Время обеда, а есть не хочется. Не хочется идти домой – возвращаться к неприятному разговору с набожной матерью. И жаль ее, и зло берет. Зачем с поучениями лезет? «Врагов себе везде нажил. Ведь полгорода тебя еще мальчишкой помнят. Через тебя и я страдаю, сынок. Бирюками на меня в церкви смотрят. Что тебе, больше всех надо?» Эти слова застряли в голове как обида. Но разве можно обижаться на мать? Она не виновата, она просто не понимает, что происходит вокруг. Победа нелегко дается.
Кругом – и в Советах, и в учреждениях – эсеры и меньшевики. Три дня назад губерния объявлена на военном положении, а в городе не чувствуется никаких перемен: по улицам допоздна нагло разгуливают монархисты. А ведь только что подавили мятеж чехословаков на станции, и фронт совсем близко! В горсовете сидит эсер Кочаровский, бывший поручик, и разглагольствует о свободе, о братстве граждан России. И нет причин для ареста, а чует душа – за елейными речами враг прячется. Давно знает Чичканов этого авантюриста. А Евфорицкий? Хитрая лиса!
Возле Уткинской церкви толпа праздношатающихся. Вот он, рубеж двух эпох: на одной и той же площади стоят друг против друга церковь и рабочий дворец «Колизей», в котором разместился Губком партии большевиков. Два непримиримых противника... А уживаться приходится, пока ничего не поделаешь! И Чичканов вдруг невольно вспомнил себя юнцом-реалистом, ожидавшим около Уткинской церкви мать и сестер, которые частенько ходили туда к вечерне. Там, у церкви, остался вихрастый реалист, заядлый охотник Миша Чичканов со всеми своими увлечениями, походами в лес, тайными мальчишескими мечтами о революции, а тут, в «Колизее», работает теперь Михаил Дмитриевич Чичканов, двадцатидевятилетний опытный большевик с подпольным стажем, первый губернский комиссар...

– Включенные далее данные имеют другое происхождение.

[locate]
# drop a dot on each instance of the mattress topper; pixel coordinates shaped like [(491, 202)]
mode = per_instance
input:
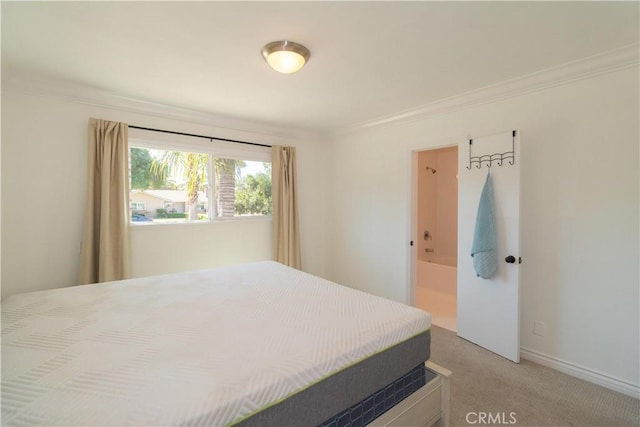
[(206, 347)]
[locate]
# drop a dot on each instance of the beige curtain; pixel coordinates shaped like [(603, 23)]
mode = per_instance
[(286, 237), (105, 243)]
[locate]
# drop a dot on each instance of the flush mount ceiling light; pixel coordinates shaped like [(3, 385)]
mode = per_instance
[(285, 56)]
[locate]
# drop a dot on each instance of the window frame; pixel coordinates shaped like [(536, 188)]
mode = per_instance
[(215, 149)]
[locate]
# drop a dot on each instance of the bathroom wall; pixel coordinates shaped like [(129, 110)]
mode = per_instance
[(438, 205)]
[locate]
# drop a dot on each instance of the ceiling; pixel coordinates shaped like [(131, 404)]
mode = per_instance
[(369, 60)]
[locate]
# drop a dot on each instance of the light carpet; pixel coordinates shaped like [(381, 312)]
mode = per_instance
[(487, 389)]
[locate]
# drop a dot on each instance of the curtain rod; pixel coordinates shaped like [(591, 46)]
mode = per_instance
[(211, 138)]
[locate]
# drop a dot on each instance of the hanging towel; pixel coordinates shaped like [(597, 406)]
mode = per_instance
[(484, 247)]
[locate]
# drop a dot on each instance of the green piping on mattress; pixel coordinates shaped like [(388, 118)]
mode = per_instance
[(272, 404)]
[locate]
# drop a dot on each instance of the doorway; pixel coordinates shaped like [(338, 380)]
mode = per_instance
[(436, 225)]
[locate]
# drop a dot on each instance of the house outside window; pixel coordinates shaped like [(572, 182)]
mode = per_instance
[(170, 185)]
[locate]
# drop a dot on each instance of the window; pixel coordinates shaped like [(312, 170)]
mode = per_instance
[(197, 185)]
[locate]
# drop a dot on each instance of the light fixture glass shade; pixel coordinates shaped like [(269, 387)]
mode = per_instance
[(285, 56)]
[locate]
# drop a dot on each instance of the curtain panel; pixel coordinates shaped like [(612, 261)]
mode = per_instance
[(286, 236), (105, 252)]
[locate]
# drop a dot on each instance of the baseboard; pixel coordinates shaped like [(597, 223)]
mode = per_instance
[(581, 372)]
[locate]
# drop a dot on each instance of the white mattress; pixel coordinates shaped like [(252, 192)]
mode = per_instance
[(213, 345)]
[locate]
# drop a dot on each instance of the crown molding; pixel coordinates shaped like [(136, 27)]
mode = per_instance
[(75, 93), (596, 65)]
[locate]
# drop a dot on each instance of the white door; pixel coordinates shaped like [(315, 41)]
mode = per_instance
[(489, 309)]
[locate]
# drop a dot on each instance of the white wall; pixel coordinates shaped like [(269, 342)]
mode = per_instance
[(579, 213), (44, 158)]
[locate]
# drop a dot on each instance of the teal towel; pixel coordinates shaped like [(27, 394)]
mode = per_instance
[(484, 247)]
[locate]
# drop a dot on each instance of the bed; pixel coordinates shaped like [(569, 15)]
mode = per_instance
[(259, 344)]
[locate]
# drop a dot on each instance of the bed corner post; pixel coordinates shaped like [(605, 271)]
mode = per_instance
[(445, 409)]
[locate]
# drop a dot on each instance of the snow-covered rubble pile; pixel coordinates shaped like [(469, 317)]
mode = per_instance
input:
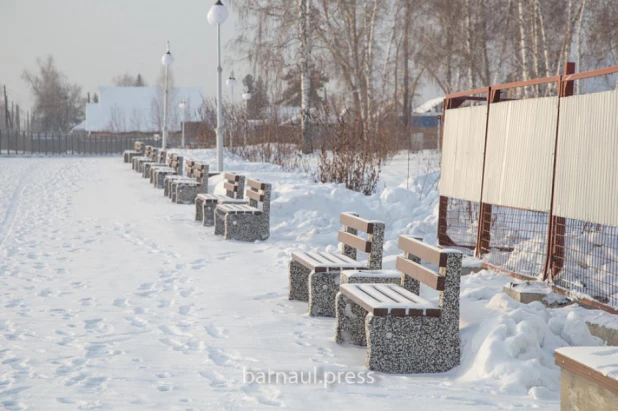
[(513, 343), (506, 345)]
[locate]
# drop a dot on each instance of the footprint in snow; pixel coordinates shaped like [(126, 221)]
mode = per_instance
[(215, 332)]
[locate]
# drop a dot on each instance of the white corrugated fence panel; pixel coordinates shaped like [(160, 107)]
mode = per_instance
[(587, 160), (519, 165), (462, 153)]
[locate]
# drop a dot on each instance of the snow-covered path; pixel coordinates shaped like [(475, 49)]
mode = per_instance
[(111, 297)]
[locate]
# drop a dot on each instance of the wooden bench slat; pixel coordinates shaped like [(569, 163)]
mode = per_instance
[(354, 241), (255, 196), (420, 273), (385, 299), (358, 223), (324, 262), (422, 250), (586, 372), (257, 184), (231, 176)]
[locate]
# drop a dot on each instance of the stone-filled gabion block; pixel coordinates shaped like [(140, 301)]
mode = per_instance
[(135, 161), (323, 288), (407, 344), (129, 154), (148, 167), (205, 205), (141, 163), (186, 191), (246, 227), (250, 224), (350, 327), (298, 281)]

И все это произошло за какие-нибудь десять лет, из которых пять он был студентом Петербургского политехнического института и два года жил в Америке, куда его, как дипломанта, направляло Артиллерийское ведомство.
Но если бы его спросили сейчас, что ярче всего запомнилось ему из тех лет, то он сказал бы: студенческая революционная коммуна и распространение большевистской газеты «Правда». Ведь он специально учился на помощника машиниста в депо, отрывая время от лекций в институте, чтобы развозить «Правду» из Питера в другие города. Рабочие типографии гордились студентом Михаилом, любили его за настойчивость, твердость и смекалку.
Он и в Америку сумел провезти в чемодане несколько газет для русских эмигрантов, которые жаждали правды о России.
Февральская революция вернула его в Тамбов. От тайной пропаганды – к активной, открытой борьбе с врагами. Никакой институт не учит ведению политической борьбы. Учит сама жизнь. Хорошо, что рядом живет и борется Борис Васильев – земляк, вернувшийся из Франции, где вместе с женой «отбывал» эмиграцию. Вон и сейчас он стоит у «Колизея», – видно, поджидает товарища по борьбе. Стриженный наголо, в старенькой вельветке, подпоясанной узким ремешком, Борис выглядит так, будто вчера вернулся из ссылки.